Abstract

In experiments involving primates, e.g. before and after spaceflight, needle biopsies were thought to be a logical and feasible means of obtaining metabolic and morphological information from skeletal muscles. However, the feasibility of obtaining consistent, repeatable biopsies from individual muscles had to be demonstrated prior to the acceptance of this procedure. To study this approach, the architectural properties and the fiber type distributions at three levels and two regions along the proximo-distal axis of the soleus, medial gastrocnemius and tibialis anterior of adult rhesus monkeys were determined. In each muscle, biopsies were taken from specific regions where the fiber type distribution was determined. Within each region of each muscle, the fiber type populations were similar at the three levels studied. The percentage of fast or oxidative fibers in the biopsies and in the regions of the same muscle were highly correlated, i.e. r = 0.98 for both comparisons.
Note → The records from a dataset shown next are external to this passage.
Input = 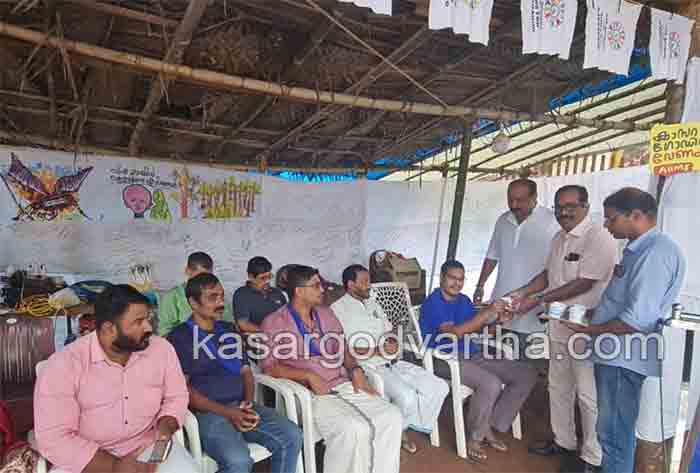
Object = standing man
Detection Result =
[261,265,402,473]
[34,284,199,473]
[474,179,559,353]
[168,273,302,473]
[510,186,617,473]
[233,256,287,335]
[158,251,233,337]
[567,187,685,473]
[331,264,450,453]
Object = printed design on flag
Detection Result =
[543,0,566,30]
[608,21,625,49]
[668,31,681,59]
[462,0,481,10]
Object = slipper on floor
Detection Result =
[484,439,508,453]
[401,440,418,454]
[467,447,489,463]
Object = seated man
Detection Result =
[34,285,199,473]
[158,251,233,337]
[331,264,450,453]
[233,256,287,334]
[168,273,302,473]
[262,266,402,473]
[420,260,537,462]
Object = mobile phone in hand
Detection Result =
[138,440,172,463]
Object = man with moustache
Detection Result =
[474,179,559,356]
[261,265,402,473]
[158,251,233,337]
[420,260,537,463]
[510,185,617,472]
[331,264,450,453]
[567,187,686,473]
[233,256,287,334]
[168,273,302,473]
[34,285,199,473]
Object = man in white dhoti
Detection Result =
[261,266,402,473]
[331,264,450,453]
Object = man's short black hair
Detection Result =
[247,256,272,278]
[185,273,221,302]
[508,179,537,197]
[95,284,151,330]
[440,259,464,276]
[603,187,658,219]
[187,251,214,272]
[554,184,588,205]
[287,264,318,301]
[343,264,369,289]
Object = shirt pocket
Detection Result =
[563,259,581,283]
[128,384,164,421]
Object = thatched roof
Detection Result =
[0,0,674,177]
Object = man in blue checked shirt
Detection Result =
[567,187,685,473]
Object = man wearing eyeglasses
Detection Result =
[511,185,617,472]
[233,256,287,334]
[569,187,686,473]
[261,265,403,473]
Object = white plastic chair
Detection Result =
[183,364,303,473]
[262,360,384,473]
[370,282,440,447]
[406,288,522,458]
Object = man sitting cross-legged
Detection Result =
[34,285,199,473]
[262,266,402,473]
[331,264,450,453]
[168,273,302,473]
[420,260,537,462]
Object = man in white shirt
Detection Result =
[331,264,449,453]
[473,179,560,354]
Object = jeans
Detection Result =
[197,405,303,473]
[595,364,646,473]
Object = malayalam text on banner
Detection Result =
[649,123,700,176]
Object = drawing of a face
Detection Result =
[122,184,153,218]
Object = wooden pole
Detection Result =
[0,22,651,131]
[447,120,474,260]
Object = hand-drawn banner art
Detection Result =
[0,149,262,223]
[0,153,93,222]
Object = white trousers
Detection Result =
[549,340,602,466]
[369,361,450,434]
[312,382,402,473]
[51,439,202,473]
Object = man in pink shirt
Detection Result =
[261,266,403,473]
[34,285,198,473]
[511,185,617,472]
In addition, based on normalized values (z scores), 25/26 and 22/26 biopsies were within the 95% confidence interval, i.e. the biopsies were a representative sample of the mean fiber type population of that region of the muscle. In all muscles, the mean fiber lengths were no more than one third the length of the muscle. Together, these data indicate the feasibility of obtaining independent, repeated biopsies having similar fiber types from each of the muscles studied.